Her husband was helpful in supplying the right language. The murder of her
grandmother was ‘an unfortunate incident’, the fact, with which Flora was
presently acquainted, that the will had been changed in her father’s favour,
was a ‘coincidence, fortunate in the circumstances’. That Magnus was mad was
something that ‘happens in the best of families’. The fact that the homicidal
maniac came from the same mental hospital as the one where Magnus was lodged,
was just a fact: ‘One thing has nothing to do with another.’ Flora took her
bath, which she always did at night, prepared her clothes to put on the next
day, while Bert, her husband, set the breakfast things ready for the morning.

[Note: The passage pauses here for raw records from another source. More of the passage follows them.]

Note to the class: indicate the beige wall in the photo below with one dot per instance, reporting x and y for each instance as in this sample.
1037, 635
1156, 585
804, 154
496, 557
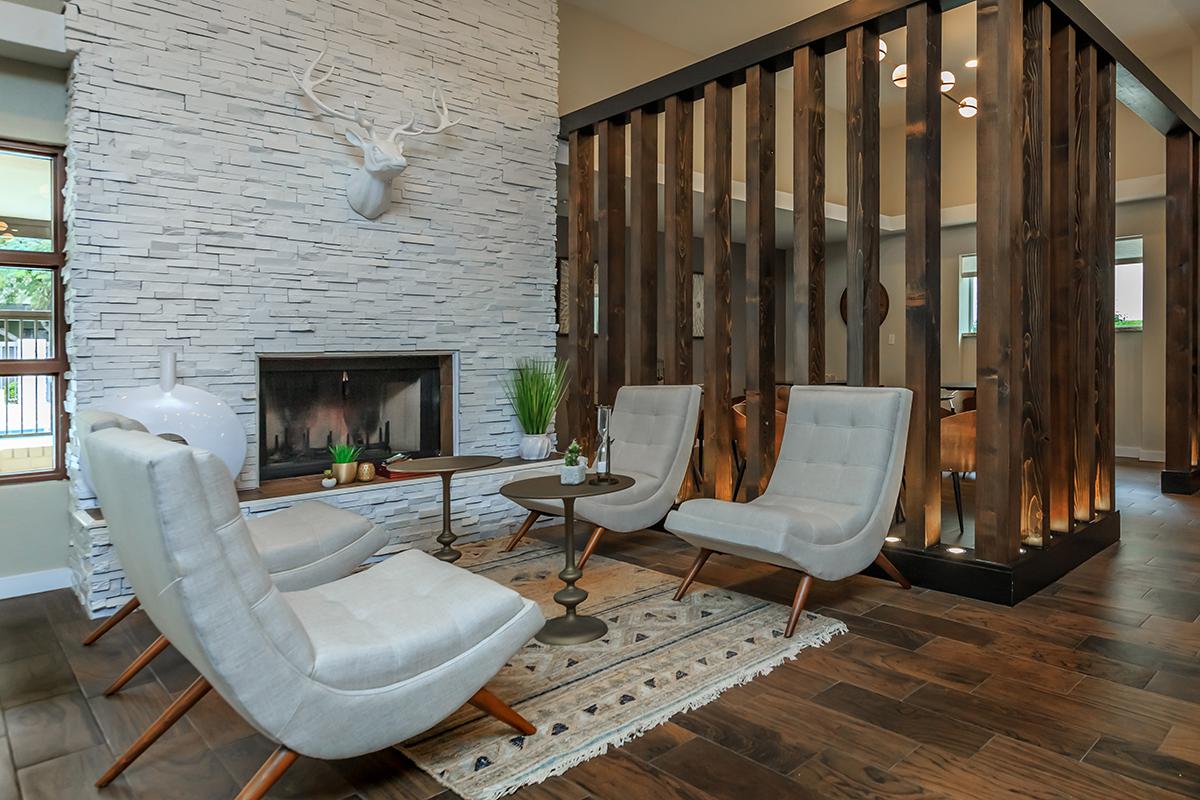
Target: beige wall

Qualmless and orderly, they went to bed.
Her
sister Eunice, fair with pale eyes and long hair, was now five months pregnant.

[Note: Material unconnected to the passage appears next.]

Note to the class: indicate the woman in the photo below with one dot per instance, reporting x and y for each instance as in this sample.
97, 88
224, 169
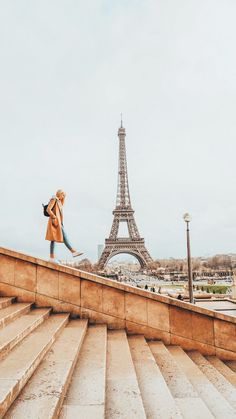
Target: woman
55, 229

Her general outline was vague and fuzzy, like a shakily taken photograph. She
said to her mother, ‘I hope this news doesn’t upset
me.
The murder was
bad enough.’
‘Perhaps
I shouldn’t have told you,’ said Greta.
‘Well,
you’ve done it now.’
‘I
thought you’d like to know at least that Daddy will be free from financial care.’
‘Lucky
him.’
‘It was
Margaret who sent Waters to visit your grandmother. And make her change her
will.’
‘And
Granny was killed the next day?’
‘No,
three days later. I mean, Waters went back on Friday to get her signature.’ Mrs
Murchie had died on the Saturday night.